I dropped by Toronto recently, and since I don’t often head West of Montreal, I’d made myself a small bucket checklist to tick off whilst I was in town. One of those items was to pay a visit to the city’s dedicated railway museum, and I wasn’t disappointed!
Facing the CN Tower and the Rogers Stadium, the museum sits mostly outside in the open air. This space is home to a large number of restored or preserved locomotives from the area’s railway history. I find North American locomotives far more imposing than their European counterparts, and here you can walk right up to these monsters.
In addition, A working turntable is used to move the locomotives around the museum’s campus. Round back is a workshop where they restore and maintain their collection, along with a small indoor exhibition. It’s here you’ll find a train simulator, various railway paraphernalia as well as a historical video on The Canadian, the route between Toronto and Vancouver, and surely one of the longest journeys in the world.
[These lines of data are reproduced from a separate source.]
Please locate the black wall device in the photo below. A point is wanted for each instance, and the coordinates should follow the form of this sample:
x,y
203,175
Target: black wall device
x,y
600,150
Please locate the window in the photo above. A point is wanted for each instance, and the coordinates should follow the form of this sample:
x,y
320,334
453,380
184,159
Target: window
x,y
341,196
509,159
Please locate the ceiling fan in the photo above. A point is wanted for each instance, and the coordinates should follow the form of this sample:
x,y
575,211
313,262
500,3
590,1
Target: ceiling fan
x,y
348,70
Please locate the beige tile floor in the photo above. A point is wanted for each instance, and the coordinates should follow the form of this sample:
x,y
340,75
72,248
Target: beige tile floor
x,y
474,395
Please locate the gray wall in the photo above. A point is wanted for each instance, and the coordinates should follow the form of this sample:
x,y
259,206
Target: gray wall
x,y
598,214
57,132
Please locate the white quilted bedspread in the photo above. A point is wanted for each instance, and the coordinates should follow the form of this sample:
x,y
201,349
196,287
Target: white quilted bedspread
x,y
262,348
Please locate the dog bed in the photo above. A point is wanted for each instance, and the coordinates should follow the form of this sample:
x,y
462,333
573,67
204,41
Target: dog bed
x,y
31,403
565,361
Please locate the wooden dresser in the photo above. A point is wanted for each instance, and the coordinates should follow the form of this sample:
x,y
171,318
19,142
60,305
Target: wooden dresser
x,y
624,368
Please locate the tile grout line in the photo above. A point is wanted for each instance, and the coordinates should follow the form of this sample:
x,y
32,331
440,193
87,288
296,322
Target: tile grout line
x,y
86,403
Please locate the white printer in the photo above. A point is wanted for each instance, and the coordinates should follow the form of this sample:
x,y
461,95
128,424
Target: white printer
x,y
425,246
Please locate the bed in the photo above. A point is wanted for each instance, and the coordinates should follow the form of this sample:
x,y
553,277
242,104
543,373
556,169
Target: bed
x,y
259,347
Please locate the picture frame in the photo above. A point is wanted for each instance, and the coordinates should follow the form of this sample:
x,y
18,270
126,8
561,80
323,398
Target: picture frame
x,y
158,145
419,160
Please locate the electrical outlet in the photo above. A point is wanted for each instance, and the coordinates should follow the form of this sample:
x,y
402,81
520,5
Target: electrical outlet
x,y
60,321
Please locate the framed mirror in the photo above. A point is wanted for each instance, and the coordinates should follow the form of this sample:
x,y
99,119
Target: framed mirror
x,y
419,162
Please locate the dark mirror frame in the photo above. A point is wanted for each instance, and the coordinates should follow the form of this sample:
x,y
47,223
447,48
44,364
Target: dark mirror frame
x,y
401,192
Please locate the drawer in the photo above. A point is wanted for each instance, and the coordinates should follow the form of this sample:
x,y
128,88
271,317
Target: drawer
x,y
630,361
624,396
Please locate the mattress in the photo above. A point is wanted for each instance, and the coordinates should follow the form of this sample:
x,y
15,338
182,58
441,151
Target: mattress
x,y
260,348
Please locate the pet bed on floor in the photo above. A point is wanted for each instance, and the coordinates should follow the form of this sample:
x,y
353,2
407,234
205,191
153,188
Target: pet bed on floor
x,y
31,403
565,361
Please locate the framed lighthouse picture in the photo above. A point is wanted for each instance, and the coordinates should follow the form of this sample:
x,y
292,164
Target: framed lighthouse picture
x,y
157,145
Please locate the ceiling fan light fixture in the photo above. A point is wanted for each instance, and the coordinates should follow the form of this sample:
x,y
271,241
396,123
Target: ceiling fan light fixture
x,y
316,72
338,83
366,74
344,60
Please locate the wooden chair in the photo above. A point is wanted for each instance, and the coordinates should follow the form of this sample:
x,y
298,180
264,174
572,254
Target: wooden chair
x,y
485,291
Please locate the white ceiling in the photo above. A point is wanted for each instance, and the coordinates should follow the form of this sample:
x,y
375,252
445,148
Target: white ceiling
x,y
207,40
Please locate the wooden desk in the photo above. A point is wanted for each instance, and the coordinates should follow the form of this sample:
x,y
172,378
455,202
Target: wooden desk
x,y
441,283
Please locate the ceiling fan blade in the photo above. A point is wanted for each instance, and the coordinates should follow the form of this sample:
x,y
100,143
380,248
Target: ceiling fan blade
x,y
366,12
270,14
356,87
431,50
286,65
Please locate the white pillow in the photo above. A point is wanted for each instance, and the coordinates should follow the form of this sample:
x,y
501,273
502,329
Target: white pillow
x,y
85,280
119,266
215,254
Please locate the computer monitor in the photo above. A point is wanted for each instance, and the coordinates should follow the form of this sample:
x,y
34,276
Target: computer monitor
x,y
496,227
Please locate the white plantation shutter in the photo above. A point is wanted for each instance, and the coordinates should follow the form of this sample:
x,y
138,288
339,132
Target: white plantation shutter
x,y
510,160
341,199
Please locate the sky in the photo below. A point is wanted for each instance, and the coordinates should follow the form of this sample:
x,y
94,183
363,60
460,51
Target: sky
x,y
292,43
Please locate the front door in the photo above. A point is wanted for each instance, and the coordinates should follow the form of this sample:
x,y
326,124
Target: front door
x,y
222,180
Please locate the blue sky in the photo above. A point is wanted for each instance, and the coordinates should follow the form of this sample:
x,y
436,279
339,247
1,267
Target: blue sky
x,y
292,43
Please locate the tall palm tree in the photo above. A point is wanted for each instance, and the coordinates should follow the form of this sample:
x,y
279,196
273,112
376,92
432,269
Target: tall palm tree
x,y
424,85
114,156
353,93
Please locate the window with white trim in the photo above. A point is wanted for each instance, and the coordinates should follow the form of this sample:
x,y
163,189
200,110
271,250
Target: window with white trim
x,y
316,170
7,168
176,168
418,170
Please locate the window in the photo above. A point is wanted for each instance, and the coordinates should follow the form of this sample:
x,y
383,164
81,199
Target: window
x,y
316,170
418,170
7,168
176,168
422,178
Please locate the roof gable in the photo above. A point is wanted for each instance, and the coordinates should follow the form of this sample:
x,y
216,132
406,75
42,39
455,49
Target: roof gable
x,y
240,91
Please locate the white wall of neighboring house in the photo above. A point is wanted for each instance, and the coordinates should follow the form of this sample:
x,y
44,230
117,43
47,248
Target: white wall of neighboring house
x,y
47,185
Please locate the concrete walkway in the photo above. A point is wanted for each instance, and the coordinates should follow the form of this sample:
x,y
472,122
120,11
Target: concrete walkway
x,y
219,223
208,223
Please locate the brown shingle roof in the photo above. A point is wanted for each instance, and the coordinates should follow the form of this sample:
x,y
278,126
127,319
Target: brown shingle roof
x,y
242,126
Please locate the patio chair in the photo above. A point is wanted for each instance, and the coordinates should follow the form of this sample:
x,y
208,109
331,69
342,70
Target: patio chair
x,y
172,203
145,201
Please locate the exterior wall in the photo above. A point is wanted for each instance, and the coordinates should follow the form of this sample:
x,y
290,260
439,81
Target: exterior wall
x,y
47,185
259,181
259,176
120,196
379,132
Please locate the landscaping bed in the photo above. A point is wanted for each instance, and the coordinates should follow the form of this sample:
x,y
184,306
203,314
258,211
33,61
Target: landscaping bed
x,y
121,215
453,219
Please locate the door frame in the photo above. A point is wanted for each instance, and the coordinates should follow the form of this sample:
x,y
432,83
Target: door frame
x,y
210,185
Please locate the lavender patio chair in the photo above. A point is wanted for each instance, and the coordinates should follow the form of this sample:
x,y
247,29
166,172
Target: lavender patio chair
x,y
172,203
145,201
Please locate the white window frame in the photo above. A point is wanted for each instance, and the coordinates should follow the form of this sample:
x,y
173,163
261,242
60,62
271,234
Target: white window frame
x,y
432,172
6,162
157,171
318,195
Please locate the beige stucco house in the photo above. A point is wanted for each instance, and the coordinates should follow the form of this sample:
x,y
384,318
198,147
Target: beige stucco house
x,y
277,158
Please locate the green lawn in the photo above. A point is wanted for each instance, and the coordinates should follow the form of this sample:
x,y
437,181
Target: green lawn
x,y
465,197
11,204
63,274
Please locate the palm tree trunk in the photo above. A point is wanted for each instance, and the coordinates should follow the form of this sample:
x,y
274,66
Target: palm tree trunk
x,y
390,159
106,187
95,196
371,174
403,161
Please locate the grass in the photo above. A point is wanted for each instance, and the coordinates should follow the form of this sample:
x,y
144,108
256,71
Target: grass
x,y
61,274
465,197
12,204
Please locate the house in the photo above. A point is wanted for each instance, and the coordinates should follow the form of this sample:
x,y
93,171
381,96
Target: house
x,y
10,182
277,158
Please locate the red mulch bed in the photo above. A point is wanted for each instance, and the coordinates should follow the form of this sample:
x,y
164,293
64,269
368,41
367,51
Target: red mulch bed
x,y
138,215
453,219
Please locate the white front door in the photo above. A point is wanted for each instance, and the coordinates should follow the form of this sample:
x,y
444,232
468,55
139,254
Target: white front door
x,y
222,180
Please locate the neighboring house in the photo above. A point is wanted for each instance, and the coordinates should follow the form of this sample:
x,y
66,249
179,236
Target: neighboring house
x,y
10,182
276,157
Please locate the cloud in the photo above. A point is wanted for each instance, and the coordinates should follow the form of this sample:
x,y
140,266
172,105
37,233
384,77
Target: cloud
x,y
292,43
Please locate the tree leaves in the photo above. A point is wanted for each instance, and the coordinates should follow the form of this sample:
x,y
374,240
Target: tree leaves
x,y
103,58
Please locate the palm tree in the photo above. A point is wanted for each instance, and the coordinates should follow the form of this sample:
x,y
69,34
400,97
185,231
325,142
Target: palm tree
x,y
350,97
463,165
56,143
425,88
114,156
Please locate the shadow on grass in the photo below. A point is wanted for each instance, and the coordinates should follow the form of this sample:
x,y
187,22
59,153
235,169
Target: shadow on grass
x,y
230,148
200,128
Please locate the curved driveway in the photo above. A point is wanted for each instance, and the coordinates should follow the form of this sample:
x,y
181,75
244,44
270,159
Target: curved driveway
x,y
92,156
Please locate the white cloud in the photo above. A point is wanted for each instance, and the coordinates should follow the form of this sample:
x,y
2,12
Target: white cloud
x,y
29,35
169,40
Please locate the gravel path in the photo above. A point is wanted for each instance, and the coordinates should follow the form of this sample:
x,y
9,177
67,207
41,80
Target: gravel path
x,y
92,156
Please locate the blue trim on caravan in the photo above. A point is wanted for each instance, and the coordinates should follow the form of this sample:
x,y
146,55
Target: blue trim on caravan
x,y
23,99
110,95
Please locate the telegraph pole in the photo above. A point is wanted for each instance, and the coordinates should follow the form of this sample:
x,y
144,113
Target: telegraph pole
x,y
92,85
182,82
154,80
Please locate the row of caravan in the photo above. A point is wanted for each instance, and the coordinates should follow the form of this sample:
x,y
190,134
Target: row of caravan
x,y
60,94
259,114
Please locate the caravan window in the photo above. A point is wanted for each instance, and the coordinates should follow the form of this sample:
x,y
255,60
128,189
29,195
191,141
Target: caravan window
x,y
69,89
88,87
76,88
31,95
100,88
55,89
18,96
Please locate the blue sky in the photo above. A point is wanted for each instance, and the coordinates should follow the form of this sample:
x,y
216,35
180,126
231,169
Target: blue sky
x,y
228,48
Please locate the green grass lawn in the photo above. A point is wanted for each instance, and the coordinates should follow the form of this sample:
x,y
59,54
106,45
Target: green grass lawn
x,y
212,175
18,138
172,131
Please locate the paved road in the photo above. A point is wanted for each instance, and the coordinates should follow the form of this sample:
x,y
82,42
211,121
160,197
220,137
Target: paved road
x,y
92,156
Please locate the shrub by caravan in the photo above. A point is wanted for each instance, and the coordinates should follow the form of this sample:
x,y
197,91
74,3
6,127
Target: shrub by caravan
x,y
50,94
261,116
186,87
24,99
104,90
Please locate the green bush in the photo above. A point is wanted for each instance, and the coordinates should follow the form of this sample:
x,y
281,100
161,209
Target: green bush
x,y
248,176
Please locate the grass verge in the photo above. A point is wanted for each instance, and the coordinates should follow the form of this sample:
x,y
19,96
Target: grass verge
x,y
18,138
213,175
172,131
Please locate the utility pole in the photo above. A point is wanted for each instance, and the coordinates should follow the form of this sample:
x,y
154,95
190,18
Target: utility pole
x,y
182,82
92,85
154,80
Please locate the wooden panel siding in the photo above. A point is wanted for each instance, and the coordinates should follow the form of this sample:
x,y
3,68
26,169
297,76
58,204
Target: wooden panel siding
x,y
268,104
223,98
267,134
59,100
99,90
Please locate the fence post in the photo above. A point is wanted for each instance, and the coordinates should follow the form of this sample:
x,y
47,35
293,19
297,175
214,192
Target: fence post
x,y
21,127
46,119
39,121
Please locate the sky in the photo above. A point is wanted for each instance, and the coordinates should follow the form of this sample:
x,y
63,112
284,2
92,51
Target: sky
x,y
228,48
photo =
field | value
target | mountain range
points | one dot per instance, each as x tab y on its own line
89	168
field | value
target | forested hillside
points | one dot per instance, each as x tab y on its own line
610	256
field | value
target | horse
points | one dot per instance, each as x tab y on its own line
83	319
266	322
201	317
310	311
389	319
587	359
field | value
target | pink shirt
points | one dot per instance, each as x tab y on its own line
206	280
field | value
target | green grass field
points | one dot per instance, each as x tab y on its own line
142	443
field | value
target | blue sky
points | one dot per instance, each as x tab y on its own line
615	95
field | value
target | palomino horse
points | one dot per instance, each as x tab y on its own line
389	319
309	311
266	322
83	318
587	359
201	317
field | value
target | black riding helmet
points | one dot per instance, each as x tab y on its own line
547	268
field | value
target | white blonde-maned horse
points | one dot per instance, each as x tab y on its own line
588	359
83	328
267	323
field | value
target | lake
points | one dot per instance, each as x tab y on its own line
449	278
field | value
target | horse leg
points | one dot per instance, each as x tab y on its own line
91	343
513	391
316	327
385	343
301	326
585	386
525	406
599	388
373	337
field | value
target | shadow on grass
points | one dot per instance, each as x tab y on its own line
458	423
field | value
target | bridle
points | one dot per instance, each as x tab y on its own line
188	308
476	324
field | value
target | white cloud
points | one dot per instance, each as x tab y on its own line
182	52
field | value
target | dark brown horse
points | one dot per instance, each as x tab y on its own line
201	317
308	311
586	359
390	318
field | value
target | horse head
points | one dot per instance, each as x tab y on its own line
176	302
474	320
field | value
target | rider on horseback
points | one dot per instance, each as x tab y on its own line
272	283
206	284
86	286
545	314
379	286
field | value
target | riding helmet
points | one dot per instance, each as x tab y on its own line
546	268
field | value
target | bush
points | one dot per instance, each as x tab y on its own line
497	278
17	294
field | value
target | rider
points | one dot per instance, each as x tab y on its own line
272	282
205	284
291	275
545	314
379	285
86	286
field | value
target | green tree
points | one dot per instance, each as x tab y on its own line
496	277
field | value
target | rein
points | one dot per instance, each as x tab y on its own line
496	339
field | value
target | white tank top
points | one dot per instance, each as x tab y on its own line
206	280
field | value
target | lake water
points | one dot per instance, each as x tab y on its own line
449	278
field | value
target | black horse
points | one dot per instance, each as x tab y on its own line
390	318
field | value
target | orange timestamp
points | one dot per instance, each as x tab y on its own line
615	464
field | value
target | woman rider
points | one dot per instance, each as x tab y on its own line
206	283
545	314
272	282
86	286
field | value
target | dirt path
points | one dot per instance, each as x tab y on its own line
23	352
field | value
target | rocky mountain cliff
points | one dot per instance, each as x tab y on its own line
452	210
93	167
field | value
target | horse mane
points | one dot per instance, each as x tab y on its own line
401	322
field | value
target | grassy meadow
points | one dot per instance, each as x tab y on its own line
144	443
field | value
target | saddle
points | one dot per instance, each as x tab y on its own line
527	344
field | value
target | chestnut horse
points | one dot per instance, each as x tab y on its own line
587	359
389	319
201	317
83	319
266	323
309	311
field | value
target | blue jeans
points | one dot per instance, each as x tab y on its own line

Topping things off are an extensive mini railway for the children, and an on-site brewpub for the adults. If you’re in Downtown Toronto, there’s really no good reason not to pay it a visit.
The outdoor part of the museum, comprising the locomotive and train collection, is completely free of charge. An extra $5 will allow you access to the aforementioned indoor exhibition as well, which will provide some historical context to what you were seeing outdoors.
The museum itself is close to Union Station, albeit sandwiched between the Gardiner Expressway and the railway, but follow the signs towards the Rogers Centre and you’ll find it without too much trouble.